Aku tidak akan lupa kalimat andalan yang keluar dari mulut anakku saat itu. Kalimat
itulah yang membungkam mulutku sehingga tidak lagi mampu mengeluarkan segala
macam bantahan. Akupun teringat saat aku seusianya, rasanya aku tidak seberani dia memutuskan sendiri ingin sekolah apa.

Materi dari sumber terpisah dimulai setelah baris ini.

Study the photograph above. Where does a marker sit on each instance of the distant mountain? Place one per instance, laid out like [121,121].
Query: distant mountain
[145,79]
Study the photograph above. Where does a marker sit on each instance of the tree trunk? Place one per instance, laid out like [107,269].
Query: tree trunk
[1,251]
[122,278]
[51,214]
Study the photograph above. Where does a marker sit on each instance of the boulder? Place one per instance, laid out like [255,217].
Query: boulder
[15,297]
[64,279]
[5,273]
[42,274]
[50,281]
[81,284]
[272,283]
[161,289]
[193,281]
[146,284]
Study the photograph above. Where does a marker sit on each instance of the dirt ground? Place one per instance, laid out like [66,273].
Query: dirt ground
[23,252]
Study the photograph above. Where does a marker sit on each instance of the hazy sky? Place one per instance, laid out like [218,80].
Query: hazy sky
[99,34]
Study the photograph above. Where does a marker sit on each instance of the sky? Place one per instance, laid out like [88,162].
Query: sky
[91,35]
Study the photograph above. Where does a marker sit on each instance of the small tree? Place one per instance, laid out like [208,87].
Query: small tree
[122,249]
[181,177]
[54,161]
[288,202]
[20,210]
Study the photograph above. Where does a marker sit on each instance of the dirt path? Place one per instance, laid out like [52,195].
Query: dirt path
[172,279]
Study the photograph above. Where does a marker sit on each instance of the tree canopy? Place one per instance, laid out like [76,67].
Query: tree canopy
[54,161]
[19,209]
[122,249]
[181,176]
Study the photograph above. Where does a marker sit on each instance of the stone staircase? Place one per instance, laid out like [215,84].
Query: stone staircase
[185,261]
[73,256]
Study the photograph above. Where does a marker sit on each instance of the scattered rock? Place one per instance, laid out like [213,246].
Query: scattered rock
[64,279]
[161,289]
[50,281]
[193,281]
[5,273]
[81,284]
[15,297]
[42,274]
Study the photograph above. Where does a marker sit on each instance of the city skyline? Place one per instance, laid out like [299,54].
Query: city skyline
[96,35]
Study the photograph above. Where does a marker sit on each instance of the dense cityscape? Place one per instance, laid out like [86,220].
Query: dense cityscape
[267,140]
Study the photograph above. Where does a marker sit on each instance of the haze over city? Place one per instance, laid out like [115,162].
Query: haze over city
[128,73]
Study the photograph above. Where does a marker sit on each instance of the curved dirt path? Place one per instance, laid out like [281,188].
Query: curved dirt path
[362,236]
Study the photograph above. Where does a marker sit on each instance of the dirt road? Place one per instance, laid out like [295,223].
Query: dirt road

“Baiklah, kau boleh memilih sekolah manapun sesukamu dengan satu syarat, sekolah
tersebut menjamin kerudungmu aman dari segala gangguan dan ancaman.” Akhirnya
hanya itu yang mampu kuucapkan.
Lalu betapa bersyukurnya aku pagi itu, hari terakhir pendaftaran SMPIT
Nurul Fikri anakku memutuskan untuk mendaftar di sana, melanjutkan kembali masa
belajarnya setelah sebelumnya SD juga di sana. Betapa bangganya aku, dia mengurus pendaftaran sendiri. Aku tinggal datang saat tes wawancara
orangtua/wali murid.
3 Tahun yang Penuh
Makna
“Ma, berangkat...,” pamitnya. Setiap
pagi aku melepasnya dengan doa sambil tak henti mengucap syukur melihat dia berangkat sekolah dengan kerudung rapi menjuntai khusyuk. Baju kurung sepaha,
rok lebar, manset, ciput, celana panjang dalaman, kaos kaki, tas ransel yang
ditaruh dalam kerudung lebar, semua tak pernah luput dari pandanganku. Meski kadang
ada desir cemas di hatiku, akankah itu semua akan tetap menjadi identitasnya ketika kelak dia tidak lagi menjadi murid di sekolah yang sekarang? Aku tahu
persis bagaimana lingkungan dapat mempengaruhi seseorang dan betapa seseorang
itu tergantung pada siapa ia berteman.
Tiga tahun ini, ah tidak, bahkan sejak SD aku telah berhutang banyak pada
para guru alias ustadz dan ustadzah terkait konsistensinya menutup aurat. Hutang yang tidak akan pernah
bisa aku lunasi sekalipun dengan seluruh materi yang kupunya.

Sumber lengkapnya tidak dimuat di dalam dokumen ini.